– От тебя первой узнал.
– Я буду тебя ждать.
– Ну подожди… А зачем?
– Когда мужчина уходит в армию, его обязательно должна ждать женщина…
– А ты, значит, женщина…
– Я люблю тебя, Терехов.
– Ну ладно, – сдался Терехов, – пиши письма, присылай фотокарточки…
– Хорошо бы, началась война. Я бы тоже пошла на фронт. Тебя бы ранили, а я вынесла бы тебя из-под пуль…
– Что ты несешь!
– Я была бы медсестрой…
– Ты не знаешь, что такое война? Ты забыла, что твоя мать погибла в сорок третьем?
– Нет. Пусть на этой войне никою не убьют. Только тебя ранят.
– Знаешь что, – сказал Терехов, – ты так накаркаешь. Выбери кого-нибудь другого. Узнай, кто у нас любит госпитали, и давай…
Она отвернулась, стояла молча: обиделась, наверное. Все это она вбила себе в голову всерьез. Терехов не знал, какие слова ей сказать, все-таки он был на нее сердит.
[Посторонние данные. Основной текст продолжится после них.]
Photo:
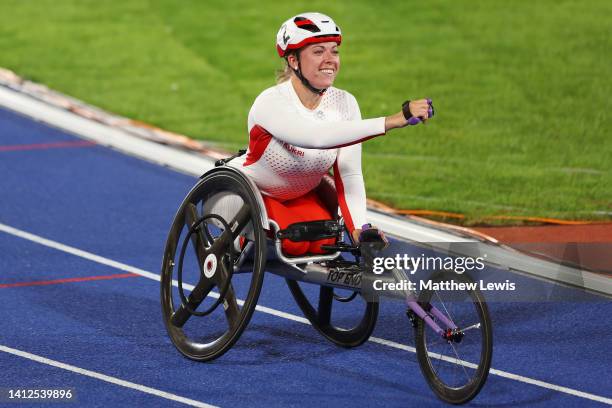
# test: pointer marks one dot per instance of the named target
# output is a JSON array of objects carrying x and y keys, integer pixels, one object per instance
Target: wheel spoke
[
  {"x": 197, "y": 296},
  {"x": 232, "y": 311},
  {"x": 230, "y": 304}
]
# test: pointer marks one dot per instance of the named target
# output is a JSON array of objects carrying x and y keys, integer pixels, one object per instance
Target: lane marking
[
  {"x": 389, "y": 343},
  {"x": 67, "y": 280},
  {"x": 104, "y": 377},
  {"x": 45, "y": 146}
]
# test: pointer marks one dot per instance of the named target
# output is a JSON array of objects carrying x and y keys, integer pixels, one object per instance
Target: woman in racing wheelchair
[
  {"x": 299, "y": 130},
  {"x": 302, "y": 127}
]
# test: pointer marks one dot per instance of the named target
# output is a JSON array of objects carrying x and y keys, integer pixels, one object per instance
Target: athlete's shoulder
[{"x": 273, "y": 93}]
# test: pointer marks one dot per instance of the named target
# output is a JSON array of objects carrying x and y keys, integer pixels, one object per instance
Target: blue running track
[{"x": 101, "y": 320}]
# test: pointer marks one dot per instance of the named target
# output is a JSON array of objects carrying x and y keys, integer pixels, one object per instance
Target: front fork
[{"x": 427, "y": 312}]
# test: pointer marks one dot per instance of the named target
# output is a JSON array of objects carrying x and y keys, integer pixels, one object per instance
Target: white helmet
[{"x": 306, "y": 28}]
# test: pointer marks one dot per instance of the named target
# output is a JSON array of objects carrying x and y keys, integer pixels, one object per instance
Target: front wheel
[{"x": 456, "y": 366}]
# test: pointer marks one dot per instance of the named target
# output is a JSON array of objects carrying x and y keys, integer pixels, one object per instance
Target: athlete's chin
[{"x": 324, "y": 83}]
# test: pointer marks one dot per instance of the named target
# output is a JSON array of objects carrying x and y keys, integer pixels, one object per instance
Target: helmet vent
[{"x": 306, "y": 24}]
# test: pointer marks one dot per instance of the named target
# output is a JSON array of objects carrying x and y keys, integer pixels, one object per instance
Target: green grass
[{"x": 522, "y": 88}]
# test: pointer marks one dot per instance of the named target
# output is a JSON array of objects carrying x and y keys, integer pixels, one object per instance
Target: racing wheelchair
[{"x": 220, "y": 243}]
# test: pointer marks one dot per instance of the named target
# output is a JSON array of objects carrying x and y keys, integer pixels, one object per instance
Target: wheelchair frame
[{"x": 217, "y": 265}]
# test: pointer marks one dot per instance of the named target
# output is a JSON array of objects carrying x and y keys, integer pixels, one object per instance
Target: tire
[
  {"x": 442, "y": 361},
  {"x": 200, "y": 249}
]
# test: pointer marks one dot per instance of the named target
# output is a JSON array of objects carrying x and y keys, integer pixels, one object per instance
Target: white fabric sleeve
[
  {"x": 349, "y": 178},
  {"x": 272, "y": 112}
]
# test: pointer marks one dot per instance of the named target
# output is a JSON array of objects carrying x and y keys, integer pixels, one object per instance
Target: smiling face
[{"x": 320, "y": 63}]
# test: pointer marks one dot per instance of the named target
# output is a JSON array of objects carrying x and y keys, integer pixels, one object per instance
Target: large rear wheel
[{"x": 213, "y": 265}]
И в то же время он чувствовал себя перепачканным маляром, оказавшимся в забитом автобусе рядом с девчонкой, надевшей платье с иголочки. Он даже старался идти шагах в двух от Нади, на всякий случай: вдруг ее сказка кончается поцелуем перед разлукой? Ему хотелось говорить слова грубые и пошлые, чтобы поняла она, с кем имеет дело. Он даже был готов сказать ей, что ночевать сегодня он пойдет к своей «бабе», одной из незамужних ткачих, и та уж не будет фантазировать об их будущем.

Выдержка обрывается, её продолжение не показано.